Event fields: Capturing light fields at high speed, resolution, and dynamic range

TL;DR

This work develops the underlying mathematical framework for Event Fields and introduces two foundational frameworks to capture them practically: spatial multiplexing to capture temporal derivatives and temporal multiplexing to capture angular derivatives.

Abstract

Event cameras, which feature pixels that independently respond to changes in brightness, are becoming increasingly popular in high-speed applications due to their lower latency, reduced bandwidth requirements, and enhanced dynamic range compared to traditional frame-based cameras. Numerous imaging and vision techniques have leveraged event cameras for high-speed scene understanding by capturing high-framerate, high-dynamic range videos, primarily utilizing the temporal advantages inherent to event cameras. Additionally, imaging and vision techniques have utilized the light field-a complementary dimension to temporal information-for enhanced scene understanding. In this work, we propose "Event Fields", a new approach that utilizes innovative optical designs for event cameras to capture light fields at high speed. We develop the underlying mathematical framework for Event Fields and introduce two foundational frameworks to capture them practically: spatial multiplexing to capture temporal derivatives and temporal multiplexing to capture angular derivatives. To realize these, we design two complementary optical setups one using a kaleidoscope for spatial multiplexing and another using a galvanometer for temporal multiplexing. We evaluate the performance of both designs using a custom-built simulator and real hardware prototypes, showcasing their distinct benefits. Our event fields unlock the full advantages of typical light fields-like post-capture refocusing and depth estimation-now supercharged for high-speed and high-dynamic range scenes. This novel light-sensing paradigm opens doors to new applications in photography, robotics, and AR/VR, and presents fresh challenges in rendering and machine learning.

Figures (14)

• Figure 1: Result of template matching. (a) Two templates are selected from the reconstructed light field image—one in the foreground and one in the background. A template matching algorithm is applied to each template across all light field images to determine the shift amounts in (x,y). (b) The calculated shift amounts are plotted, forming a circular pattern consistent with the scanning curve, validating our concept.
• Figure 2: Blender plugin for physics-based event field rendering.
• Figure 2: Static scene refocusing. Two distinct static scenes are captured using our galvanometer design at a scan speed of 1 Hz. E2VID is used to reconstruct 100 light field frames.

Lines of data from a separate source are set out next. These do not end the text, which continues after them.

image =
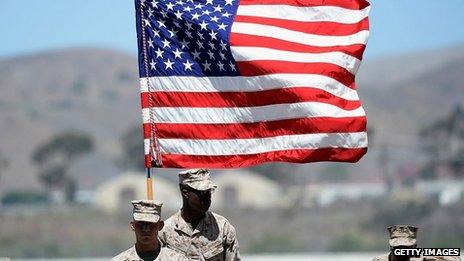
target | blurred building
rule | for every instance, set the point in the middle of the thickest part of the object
(245, 189)
(445, 191)
(119, 191)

For each scene, we present the reconstructed refocusing result on two selected regions.
• Figure 3: Kaleidoscope design. (a) Ray sketch illustrating the light path through the rectangular kaleidoscope system, where rays from different angles are directed towards the event camera. (b) Hardware setup showing the main lens, rectangular kaleidoscope, beam splitter, event camera, and RGB camera. The main lens focuses the scene onto the kaleidoscope, which splits the view into multiple angles. The beam splitter directs part of the light to the RGB camera for standard imaging and part to the event camera to capture high-frequency events with angular differentiation.
• Figure 3: Depth calibration. We calibrate 7 depth points using an LED light placed at distances ranging from 15 inches to 100 inches. The depth (in inches) is linearly fitted to the disparity (in pixels) within this range, serving as our calibrated ratio. For new scenes, we detect disparity using a depth-from-focus algorithm and convert it into real-world depth using this calibrated relationship.